I’d always wanted my children to like me, to enjoy being with me, to think I’m a cool mom. This was fairly easy when my kids were toddlers, preschoolers and then preteens. I was their regular playmate and companion. We are homeschoolers, so I’ve also been their teacher for several years now. During some of our earlier homeschool years, I made our lessons and my children and I enjoyed learning together. We made arts and crafts, read and sang together and went to our own little field trips. My children liked me and I enjoyed it.
Two years ago, I lost a preteen and gained a teenager. Gradually, my relationship with my elder child changed. Since becoming a teenager, she has been spending less time with me and more with her friends. She no longer wants to do lessons or learning activities with her younger brother and me. When at home, she spends most of the day in her room, away from the rest of the family. I know that she is trying to form her own identity, but it felt like she was drifting away from me. It felt like she didn’t like me anymore.
I tried to be the cool mom. I met her friends, gave them rides every now and then, and welcomed them into our home. I let her go to the mall with close friends unsupervised. I went clothes shopping with her once and, after seeing for myself how hard it is to find nice but fairly conservative shorts, I convinced her dad that our daughter’s shorts don’t always have to be mid-thigh in length. Though her dad and I draw the line at anything tiny and stringy, I went with my daughter once to shop for her sporty bikini.

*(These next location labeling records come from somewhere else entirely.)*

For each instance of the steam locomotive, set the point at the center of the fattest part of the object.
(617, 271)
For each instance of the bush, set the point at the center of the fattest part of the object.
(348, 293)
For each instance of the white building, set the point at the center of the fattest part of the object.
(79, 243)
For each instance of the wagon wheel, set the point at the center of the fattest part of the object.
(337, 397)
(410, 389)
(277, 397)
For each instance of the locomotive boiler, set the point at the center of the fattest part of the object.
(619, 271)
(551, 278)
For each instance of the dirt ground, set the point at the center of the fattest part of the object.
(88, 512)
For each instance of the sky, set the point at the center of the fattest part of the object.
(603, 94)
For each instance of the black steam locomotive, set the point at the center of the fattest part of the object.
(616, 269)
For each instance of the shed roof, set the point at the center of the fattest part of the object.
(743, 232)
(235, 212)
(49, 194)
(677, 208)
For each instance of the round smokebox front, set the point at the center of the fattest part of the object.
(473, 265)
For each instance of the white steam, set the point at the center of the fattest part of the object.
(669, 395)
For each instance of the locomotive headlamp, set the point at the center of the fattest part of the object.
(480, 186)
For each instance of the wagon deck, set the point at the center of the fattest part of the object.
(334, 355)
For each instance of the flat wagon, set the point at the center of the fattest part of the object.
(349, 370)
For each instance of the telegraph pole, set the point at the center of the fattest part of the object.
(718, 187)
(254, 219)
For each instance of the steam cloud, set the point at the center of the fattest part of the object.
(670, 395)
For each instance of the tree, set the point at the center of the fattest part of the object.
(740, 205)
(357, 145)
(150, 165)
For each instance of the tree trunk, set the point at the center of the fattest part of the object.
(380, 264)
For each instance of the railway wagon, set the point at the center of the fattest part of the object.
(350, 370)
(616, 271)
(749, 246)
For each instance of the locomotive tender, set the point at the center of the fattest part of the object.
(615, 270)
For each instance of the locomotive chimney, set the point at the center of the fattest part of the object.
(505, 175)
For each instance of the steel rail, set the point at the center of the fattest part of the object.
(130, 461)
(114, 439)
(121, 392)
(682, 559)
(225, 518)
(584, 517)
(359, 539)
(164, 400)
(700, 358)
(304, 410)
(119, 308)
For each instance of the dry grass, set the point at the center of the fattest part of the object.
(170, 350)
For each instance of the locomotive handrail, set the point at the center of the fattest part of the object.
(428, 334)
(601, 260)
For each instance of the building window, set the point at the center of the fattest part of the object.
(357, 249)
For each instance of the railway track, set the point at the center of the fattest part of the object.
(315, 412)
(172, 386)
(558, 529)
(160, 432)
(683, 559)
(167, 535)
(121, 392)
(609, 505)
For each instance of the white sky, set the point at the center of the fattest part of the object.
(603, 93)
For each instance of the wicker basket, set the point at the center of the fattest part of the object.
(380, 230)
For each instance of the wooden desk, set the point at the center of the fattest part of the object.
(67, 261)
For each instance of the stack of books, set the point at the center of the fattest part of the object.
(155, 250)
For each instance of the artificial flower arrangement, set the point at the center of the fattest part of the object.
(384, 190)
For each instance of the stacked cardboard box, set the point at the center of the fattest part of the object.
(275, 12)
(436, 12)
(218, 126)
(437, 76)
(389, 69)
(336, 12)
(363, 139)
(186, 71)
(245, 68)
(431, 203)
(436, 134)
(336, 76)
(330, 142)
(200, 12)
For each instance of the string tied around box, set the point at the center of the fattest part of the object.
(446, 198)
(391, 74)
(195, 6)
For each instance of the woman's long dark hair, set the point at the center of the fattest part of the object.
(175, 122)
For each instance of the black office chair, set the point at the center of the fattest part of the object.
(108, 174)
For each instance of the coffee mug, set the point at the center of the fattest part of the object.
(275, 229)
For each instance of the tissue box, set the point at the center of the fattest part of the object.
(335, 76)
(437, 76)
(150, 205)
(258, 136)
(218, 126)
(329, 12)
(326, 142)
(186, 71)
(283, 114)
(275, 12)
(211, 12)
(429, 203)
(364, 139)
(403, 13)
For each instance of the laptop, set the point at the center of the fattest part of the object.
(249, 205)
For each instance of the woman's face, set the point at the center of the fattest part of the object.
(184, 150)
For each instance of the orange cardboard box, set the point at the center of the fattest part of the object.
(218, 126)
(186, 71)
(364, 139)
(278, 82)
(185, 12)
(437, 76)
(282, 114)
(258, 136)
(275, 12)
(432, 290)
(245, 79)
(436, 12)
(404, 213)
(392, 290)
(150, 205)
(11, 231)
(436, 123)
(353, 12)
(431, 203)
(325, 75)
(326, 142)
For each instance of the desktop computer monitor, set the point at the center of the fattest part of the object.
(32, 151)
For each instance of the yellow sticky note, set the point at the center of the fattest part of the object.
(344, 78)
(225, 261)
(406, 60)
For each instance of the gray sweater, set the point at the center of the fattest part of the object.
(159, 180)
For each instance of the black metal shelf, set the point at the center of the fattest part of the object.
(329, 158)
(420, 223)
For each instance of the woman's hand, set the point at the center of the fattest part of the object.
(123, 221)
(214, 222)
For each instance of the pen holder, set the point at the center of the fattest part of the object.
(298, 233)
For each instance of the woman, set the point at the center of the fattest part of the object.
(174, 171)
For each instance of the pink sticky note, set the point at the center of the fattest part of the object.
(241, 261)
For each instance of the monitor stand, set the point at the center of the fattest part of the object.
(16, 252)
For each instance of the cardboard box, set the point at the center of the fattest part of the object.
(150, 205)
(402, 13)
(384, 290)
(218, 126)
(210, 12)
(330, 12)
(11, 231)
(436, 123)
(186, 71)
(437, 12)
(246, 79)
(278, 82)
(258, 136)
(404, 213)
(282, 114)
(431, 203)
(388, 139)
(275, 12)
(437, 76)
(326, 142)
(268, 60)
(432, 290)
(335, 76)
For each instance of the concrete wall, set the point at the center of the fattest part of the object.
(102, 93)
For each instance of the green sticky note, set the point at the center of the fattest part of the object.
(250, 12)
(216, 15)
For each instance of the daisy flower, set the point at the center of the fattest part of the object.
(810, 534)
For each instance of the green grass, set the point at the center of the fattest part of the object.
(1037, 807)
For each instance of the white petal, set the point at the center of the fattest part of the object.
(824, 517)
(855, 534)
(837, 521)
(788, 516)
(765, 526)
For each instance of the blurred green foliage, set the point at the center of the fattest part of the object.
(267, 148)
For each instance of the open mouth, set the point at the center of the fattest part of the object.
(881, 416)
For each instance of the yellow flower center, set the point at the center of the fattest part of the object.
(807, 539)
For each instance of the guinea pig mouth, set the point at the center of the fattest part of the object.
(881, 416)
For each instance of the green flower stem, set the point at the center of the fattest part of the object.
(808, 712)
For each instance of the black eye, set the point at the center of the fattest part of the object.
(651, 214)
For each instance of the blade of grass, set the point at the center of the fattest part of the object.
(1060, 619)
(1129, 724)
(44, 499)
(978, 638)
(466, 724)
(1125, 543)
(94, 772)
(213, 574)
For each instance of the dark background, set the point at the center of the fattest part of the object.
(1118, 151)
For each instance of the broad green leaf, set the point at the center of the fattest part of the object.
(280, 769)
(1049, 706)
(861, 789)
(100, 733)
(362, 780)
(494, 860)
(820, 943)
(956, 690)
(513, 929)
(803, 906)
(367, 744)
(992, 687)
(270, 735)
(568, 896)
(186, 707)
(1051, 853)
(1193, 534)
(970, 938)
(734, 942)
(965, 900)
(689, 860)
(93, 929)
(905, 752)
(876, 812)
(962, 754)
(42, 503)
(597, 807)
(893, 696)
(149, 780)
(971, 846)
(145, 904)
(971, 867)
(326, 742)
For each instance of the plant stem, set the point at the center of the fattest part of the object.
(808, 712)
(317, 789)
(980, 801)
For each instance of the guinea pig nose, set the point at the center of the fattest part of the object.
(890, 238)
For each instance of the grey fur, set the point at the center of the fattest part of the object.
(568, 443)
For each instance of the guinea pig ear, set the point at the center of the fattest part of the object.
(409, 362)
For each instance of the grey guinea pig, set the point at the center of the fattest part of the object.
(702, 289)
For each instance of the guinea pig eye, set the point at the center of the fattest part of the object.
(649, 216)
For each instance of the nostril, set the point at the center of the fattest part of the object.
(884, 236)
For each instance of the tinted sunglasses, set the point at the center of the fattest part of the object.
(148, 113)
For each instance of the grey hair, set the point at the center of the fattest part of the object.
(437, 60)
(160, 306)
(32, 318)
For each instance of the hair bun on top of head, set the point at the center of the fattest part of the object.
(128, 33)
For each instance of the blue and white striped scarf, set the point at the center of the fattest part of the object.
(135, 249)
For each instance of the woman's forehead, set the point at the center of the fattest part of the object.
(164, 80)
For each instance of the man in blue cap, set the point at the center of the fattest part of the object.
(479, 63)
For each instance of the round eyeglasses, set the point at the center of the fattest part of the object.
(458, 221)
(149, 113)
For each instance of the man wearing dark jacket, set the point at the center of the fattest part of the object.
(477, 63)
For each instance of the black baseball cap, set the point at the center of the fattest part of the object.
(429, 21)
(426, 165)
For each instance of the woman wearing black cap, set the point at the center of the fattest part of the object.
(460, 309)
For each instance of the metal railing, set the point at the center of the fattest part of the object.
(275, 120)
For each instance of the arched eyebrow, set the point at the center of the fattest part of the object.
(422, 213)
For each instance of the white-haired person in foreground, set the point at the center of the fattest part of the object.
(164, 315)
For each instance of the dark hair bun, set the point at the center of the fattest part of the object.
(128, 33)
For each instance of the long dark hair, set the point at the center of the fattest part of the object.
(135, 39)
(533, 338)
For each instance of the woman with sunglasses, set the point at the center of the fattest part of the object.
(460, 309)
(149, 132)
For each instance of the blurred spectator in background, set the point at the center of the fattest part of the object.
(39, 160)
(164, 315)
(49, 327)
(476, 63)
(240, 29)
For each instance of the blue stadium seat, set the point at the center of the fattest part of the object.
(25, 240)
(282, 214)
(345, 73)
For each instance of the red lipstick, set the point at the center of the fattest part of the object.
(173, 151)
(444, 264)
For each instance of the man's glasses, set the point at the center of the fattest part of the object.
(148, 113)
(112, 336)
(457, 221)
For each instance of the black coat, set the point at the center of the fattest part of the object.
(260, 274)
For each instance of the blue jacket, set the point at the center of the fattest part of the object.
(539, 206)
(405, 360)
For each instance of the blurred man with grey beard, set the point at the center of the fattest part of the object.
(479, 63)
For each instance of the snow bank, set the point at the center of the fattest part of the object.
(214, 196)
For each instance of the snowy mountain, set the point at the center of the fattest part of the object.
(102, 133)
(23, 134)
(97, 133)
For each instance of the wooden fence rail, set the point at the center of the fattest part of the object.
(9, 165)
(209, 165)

I bought her little knick knacks when she asked for them. I was very flexible with what time she needed to sleep and wake up, when she could and couldn’t have friends over, and when to do her homework. As much as I could, I allowed her what she wanted because I wanted her to still like me.
On a few recent occasions, I’ve had to be more strict with her homework and her social activities. I found myself saying no to her more often that before. And this made me a very unlikable mom. I know she was very unhappy with me then (I remember being a teenager too, and definitely not liking it when my mom didn’t let me go out with my friends), but I was surprised at how unhappy I felt when I saw how disappointed she was. And the realization hit me. By not setting clear boundaries and values, by trying to be her friend, by wanting to be liked, I was failing as a parent to my child. I was failing to love her, to guide her well in her own journey to becoming a respectful, responsible and resilient woman.
I was reminded that liking is for cute things, cool movies and crushes. Loving is about a commitment to the beloved’s growth and wellbeing. Liking is about feelings that come and go. Loving is for honest relationships that stay with the ups and downs.
I’ve learned that I have to live with the moments when my child won’t like me. I will remember that these growing pains, these struggles in the parent-child relationship will not break me or my child. I will remember that these difficult times make us more resilient persons. My child doesn’t need me to be a likable friend. My child needs me to be a mother who loves her unconditionally, steadily and wisely, not only during the happy “yes” days but also during the angry “no” days.